New York Times reporter Brad Strong writes that this political season “might be called the Meg and Carly moment.”
According to Strong, Meg Whitman and Carly Fiorina--the California Republican nominees for governor and senator, respectively—are “pitching the magic of Silicon Valley. They say they can bring the valley’s inventiveness and efficiencies to a government that is swamped by debt and partisan gridlock.”
Whitman certainly sang that tune in her primary victory speech Tuesday night, describing herself and Fiorina as “two businesswomen from the real world who know how to create jobs, balance budgets and get things done.”
Lovely image. However, in the case of Fiorina, it has about as much truth to it as BP’s previously self-proclaimed environmental stewardship. Yet it hasn’t stopped Fiorina from pushing the hype.
“I’m really proud of my record,” she told Fox News earlier this week, “and the good thing about business is the facts are clear.”
Indeed they are.
Here’s a fact for you, Portfolio magazine named Fiorina the “19th Worst CEO of All-Time”—placing her in the top 20 along with the likes of Dick Fuld, Ken Lay, Roger Smith and Bernie Ebbers. Why? Because her tenure as CEO of Hewlett Packard was a disaster.
The magazine described Fiorina as “a consummate self-promoter” who “paid herself handsome bonuses and perks while laying off thousands of employees to cut costs. The merger Fiorina orchestrated with Compaq in 2002 was widely seen as a failure. She was ousted in 2005.”
While promoting herself as a job creator, the reality is Fiorina proved much more adept as a jobs killer. In fact, she referred to offshoring as “right-shoring”, and fired at least 18,000 people. Fiorina told Fortune she “should have done them all faster."
Her so-called business acumen—the very one a chorus of pundits are praising along with Fiorina—was there for all the world to see in the $24 billion HP-Compaq merger that she pushed through in 2002. According to the International Herald Tribune, Fiorina used “hardball tactics to suppress the opposition” to the merger by the company’s founding families.
The Washington Post reported that Fiorina also understated the company’s own projections of the number of jobs at risk in the merger, and overstated the expected profits, according to Walter Hewlett, the company’s largest shareholder at the time and son of its co-founder.
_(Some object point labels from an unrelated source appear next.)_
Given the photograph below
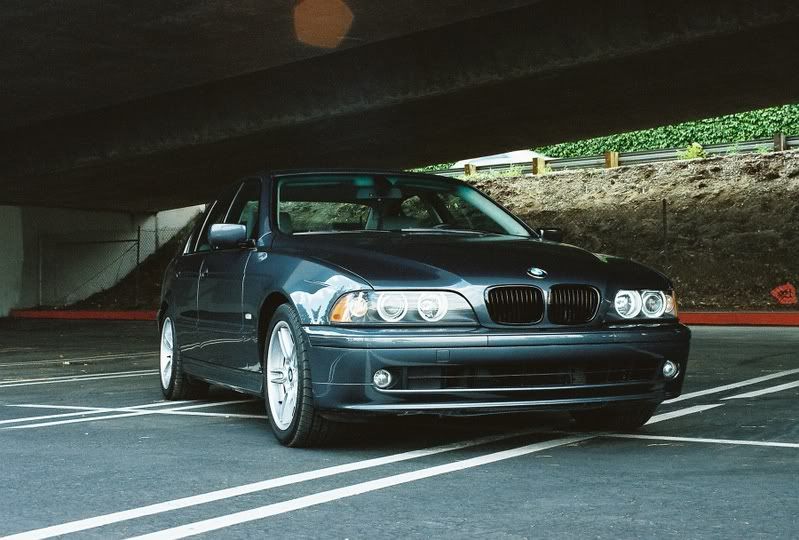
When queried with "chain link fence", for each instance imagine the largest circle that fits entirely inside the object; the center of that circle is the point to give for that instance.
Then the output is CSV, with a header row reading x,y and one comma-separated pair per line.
x,y
83,265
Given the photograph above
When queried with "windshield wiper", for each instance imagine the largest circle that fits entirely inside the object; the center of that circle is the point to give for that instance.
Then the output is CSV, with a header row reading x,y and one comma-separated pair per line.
x,y
443,231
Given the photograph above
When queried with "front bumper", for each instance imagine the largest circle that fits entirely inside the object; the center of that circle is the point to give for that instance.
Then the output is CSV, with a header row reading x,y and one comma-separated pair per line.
x,y
483,371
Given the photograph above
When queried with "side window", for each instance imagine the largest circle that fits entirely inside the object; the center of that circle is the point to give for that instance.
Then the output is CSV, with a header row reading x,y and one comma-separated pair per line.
x,y
244,210
216,215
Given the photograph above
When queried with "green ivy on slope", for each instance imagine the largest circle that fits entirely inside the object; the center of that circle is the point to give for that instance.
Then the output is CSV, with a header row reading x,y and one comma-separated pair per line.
x,y
733,128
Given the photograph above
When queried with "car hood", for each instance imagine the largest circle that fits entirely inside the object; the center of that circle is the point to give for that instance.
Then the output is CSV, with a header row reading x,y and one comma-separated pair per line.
x,y
453,260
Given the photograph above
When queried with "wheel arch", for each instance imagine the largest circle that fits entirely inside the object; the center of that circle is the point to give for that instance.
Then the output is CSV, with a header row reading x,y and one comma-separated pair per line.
x,y
268,307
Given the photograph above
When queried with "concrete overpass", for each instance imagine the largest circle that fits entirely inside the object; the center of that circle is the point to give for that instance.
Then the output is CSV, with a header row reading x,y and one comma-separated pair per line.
x,y
105,106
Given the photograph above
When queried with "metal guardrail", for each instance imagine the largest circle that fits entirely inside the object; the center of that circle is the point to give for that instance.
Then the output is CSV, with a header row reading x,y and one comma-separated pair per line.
x,y
633,158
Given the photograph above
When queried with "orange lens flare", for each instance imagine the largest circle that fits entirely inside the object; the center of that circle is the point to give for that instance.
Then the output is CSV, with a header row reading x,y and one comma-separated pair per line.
x,y
322,23
340,313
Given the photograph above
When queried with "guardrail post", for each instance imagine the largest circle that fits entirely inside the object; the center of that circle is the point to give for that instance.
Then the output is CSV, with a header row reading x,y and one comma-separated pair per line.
x,y
780,142
611,159
539,165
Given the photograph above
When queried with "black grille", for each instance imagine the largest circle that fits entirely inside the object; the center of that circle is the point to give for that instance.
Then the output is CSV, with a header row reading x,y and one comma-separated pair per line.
x,y
533,374
515,305
572,304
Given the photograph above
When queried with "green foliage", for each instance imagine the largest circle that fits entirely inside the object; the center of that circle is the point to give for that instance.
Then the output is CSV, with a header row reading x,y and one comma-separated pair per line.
x,y
740,127
514,171
693,151
434,168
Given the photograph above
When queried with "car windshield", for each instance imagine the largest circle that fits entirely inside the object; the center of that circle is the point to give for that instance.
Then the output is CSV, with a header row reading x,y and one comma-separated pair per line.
x,y
315,204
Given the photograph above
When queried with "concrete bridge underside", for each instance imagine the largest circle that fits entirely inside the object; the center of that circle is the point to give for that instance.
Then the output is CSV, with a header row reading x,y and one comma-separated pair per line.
x,y
436,88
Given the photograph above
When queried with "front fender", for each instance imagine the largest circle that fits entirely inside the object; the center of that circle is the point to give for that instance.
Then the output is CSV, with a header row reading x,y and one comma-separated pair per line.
x,y
311,286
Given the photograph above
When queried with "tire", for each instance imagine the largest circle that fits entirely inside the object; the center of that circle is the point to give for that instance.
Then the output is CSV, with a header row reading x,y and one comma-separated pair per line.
x,y
616,417
176,384
288,392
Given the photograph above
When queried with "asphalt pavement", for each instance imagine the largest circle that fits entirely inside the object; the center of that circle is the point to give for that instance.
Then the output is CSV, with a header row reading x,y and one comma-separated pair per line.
x,y
88,449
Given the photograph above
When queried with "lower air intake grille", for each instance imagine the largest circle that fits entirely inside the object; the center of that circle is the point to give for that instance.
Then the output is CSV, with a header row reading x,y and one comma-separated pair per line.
x,y
572,304
515,305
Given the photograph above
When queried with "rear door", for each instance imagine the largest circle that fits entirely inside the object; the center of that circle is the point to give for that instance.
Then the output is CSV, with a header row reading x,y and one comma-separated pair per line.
x,y
220,322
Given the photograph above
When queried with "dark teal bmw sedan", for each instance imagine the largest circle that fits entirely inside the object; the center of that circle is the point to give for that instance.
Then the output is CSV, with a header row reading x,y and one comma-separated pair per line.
x,y
336,294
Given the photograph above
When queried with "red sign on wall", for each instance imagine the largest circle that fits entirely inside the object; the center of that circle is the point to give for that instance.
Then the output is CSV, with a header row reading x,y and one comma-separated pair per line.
x,y
785,294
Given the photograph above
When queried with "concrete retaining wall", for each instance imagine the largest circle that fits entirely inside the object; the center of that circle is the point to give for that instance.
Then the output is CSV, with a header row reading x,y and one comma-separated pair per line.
x,y
30,235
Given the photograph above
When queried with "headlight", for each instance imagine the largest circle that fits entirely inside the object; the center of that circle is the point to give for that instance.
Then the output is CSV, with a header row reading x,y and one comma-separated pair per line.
x,y
653,304
402,307
630,304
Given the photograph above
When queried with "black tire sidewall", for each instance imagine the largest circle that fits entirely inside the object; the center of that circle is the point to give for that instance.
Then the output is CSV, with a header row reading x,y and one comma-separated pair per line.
x,y
287,314
170,390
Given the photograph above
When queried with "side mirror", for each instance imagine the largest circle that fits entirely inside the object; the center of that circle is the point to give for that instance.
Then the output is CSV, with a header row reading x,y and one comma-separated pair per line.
x,y
552,235
227,236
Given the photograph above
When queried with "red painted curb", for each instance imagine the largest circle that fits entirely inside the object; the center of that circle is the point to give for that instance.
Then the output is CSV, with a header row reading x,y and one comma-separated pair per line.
x,y
741,318
84,315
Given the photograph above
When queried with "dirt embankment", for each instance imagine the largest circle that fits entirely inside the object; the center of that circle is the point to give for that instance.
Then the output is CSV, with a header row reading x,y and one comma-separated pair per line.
x,y
732,223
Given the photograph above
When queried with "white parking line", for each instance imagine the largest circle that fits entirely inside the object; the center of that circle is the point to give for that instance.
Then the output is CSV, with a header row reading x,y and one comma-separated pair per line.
x,y
681,412
79,359
81,411
764,391
186,502
214,524
703,440
732,386
125,412
77,378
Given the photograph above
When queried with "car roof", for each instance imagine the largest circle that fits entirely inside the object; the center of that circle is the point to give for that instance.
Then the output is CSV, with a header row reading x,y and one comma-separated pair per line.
x,y
375,172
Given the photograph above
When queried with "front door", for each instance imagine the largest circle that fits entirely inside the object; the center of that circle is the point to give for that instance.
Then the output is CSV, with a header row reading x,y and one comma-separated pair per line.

Fortune reported that in hindsight, Fiorina wished she had been “more transparent,” but that “candor…would have also further damaged the company…and probably the stock price.”
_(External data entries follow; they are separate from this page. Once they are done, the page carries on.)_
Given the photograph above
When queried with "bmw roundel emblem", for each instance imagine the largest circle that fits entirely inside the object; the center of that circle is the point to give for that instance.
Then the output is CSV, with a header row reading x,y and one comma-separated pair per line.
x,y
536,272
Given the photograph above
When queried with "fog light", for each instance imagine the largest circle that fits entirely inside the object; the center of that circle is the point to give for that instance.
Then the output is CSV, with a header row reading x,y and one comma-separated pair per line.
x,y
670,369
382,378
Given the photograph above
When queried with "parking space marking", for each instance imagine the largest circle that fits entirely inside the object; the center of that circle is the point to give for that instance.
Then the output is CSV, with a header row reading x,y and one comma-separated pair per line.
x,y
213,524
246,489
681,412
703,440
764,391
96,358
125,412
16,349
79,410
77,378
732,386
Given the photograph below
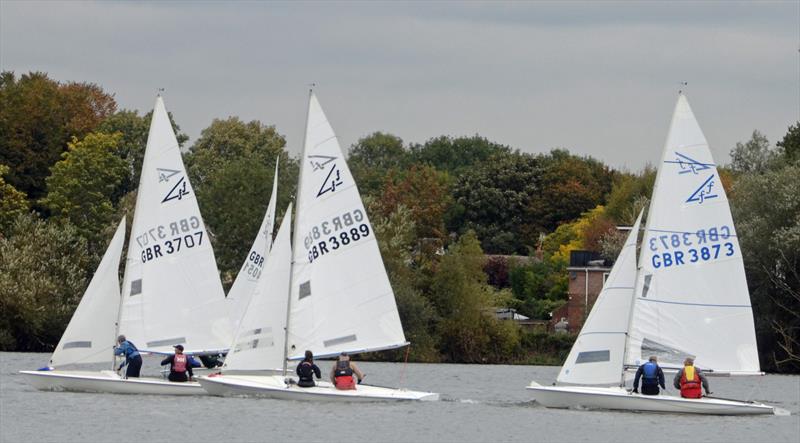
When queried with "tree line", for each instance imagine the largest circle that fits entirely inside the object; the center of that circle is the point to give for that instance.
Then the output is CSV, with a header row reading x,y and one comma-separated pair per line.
x,y
465,225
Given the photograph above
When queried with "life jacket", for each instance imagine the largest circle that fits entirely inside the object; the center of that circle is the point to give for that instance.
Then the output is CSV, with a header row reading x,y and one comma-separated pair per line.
x,y
691,386
305,370
650,373
179,363
343,375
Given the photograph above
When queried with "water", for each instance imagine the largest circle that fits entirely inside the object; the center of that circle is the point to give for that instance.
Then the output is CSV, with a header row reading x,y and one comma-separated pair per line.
x,y
479,403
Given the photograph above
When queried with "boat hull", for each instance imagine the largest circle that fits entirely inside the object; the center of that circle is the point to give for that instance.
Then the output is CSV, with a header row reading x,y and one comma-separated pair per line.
x,y
620,399
107,382
274,387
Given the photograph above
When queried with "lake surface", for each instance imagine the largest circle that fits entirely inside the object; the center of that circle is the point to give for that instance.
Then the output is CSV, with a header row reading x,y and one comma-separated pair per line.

So how did the Fiorina-fueled merger pan out?
“A flop” and “disastrous,” according to the London Observer.
“A big bet that didn’t pay off,” wrote Fortune. “Didn’t even come close to attaining what Fiorina and HP’s board said was in store.”
Less than three years later Fiorina was fired. The Associated Press reported that the company’s stock “has gone nowhere for two years,” and “rose almost 7 percent after earlier soaring almost 11 percent on the news of her ouster.”
Massive layoffs, jobs shipped overseas, and failed merger aside, Fiorina certainly did get one thing right: her severance package, reportedly worth $42 million.
In the Washington Post today, Karen Tumulty writes that historically, “By and large, CEOs have turned out to be pretty mediocre politicians.” That certainly seemed to be the case earlier this week with Fiorina’s open mic gaffe--she appeared quite petty as she discussed her opponent Senator Barbara Boxer’s hair.
“God, what is that hair?” she said, laughing. “Sooo yesterday.”
So far, she’s refused to apologize to Boxer.
Actually, what is “so yesterday” is outsourcing, offshoring, and self-promotion. If California’s campaign is about judgment and values, Boxer will be just fine.